En hiver, Arcachon se vit différemment, et la Ville d’Hiver prend tout son sens pour un couple citadin en quête de calme. Loin des clichés de la station balnéaire estivale, ce quartier d’Arcachon ville d’hiver raconte un autre récit, celui du tourisme médical et des promenades lentes entre villas Belle Époque. Une visite guidée de la Ville d’Hiver, proposée par l’office de tourisme d’Arcachon, permet de saisir comment chaque villa a été construite pour capter la lumière, protéger du vent et offrir des vues filtrées sur le Bassin.
Villas Belle Époque : un laboratoire d’architecture sur la dune
La première surprise, en entrant dans la Ville d’Hiver, tient à la diversité des villas Belle Époque qui bordent chaque place et chaque virage. Ici, une villa de style chalet suisse avec ses balcons sculptés ; là, une villa néomaure avec tourelle, céramiques et arabesques, rappelant l’ancien casino mauresque disparu. Les architectes du XIXe siècle ont traité Arcachon ville d’hiver comme un terrain d’expérimentation, mêlant néogothique, influences coloniales et fantaisies balnéaires.
On croise ainsi la villa Graigcrostan, la villa Trocadéro ou encore des villas anonymes dont l’architecture raconte pourtant tout un siècle de villégiature. Chaque villa a été construite pour une famille précise, souvent liée à la Compagnie des chemins de fer du Midi, et les façades affichent parfois des noms évocateurs comme un carnet de voyage. Certaines villas Belle Époque évoquent presque un chalet suisse transposé sur le sable, d’autres jouent la carte mauresque, comme un écho discret au casino mauresque qui dominait autrefois le parc jusqu’à son incendie en 1977.

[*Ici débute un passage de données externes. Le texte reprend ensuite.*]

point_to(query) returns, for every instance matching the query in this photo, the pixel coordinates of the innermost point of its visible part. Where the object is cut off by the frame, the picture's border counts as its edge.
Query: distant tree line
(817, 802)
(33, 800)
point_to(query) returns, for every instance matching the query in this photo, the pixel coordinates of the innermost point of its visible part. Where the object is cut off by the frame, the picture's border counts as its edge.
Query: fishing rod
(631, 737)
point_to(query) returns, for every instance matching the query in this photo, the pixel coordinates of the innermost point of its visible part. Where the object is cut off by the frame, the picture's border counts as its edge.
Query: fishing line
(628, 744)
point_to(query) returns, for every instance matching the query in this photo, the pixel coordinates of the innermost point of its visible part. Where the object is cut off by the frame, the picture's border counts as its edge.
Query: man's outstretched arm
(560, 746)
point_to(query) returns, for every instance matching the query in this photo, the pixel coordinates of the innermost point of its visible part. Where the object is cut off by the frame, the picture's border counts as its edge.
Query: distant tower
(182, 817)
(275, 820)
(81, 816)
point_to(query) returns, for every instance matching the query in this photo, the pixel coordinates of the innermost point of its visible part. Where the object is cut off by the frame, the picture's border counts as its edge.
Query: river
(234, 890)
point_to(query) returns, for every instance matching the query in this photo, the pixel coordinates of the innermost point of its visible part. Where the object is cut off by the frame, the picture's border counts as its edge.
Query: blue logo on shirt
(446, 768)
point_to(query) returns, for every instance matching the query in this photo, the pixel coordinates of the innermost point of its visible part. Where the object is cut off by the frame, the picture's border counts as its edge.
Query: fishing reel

Les guides locaux aiment répondre à la question « Qu'est-ce que la Ville d'Hiver d'Arcachon ? » en la présentant comme « un quartier historique avec des villas du XIXe siècle ». Lors d’une visite à pied, vous passerez devant des édifices signés par des architectes identifiés ou restés anonymes, mais tous nourris par le même goût de l’exubérance. Pour explorer sans voiture et relier ensuite la plage ou la Teste, un service de VTC local ou les bus Baïa permettent de poursuivre la découverte du Bassin d’Arcachon au départ de La Teste-de-Buch, pratique pour enchaîner Ville d’Hiver et front de mer.
Parc mauresque, casino disparu et observatoire Sainte-Cécile : le balcon du Bassin
Au cœur de la Ville d’Hiver, le parc mauresque agit comme une clairière urbaine, quatre hectares de pelouses, de pins et de palmiers suspendus au-dessus du Bassin. Inauguré au XIXe siècle, ce parc Mauresque a été pensé comme un jardin d’agrément pour les curistes, avec kiosques, allées sinueuses et vues cadrées sur le Bassin d’Arcachon. Aujourd’hui, le parc mauresque reste le meilleur point de départ pour comprendre comment la ville a été construite en belvédère, en hauteur mais tournée vers la lumière.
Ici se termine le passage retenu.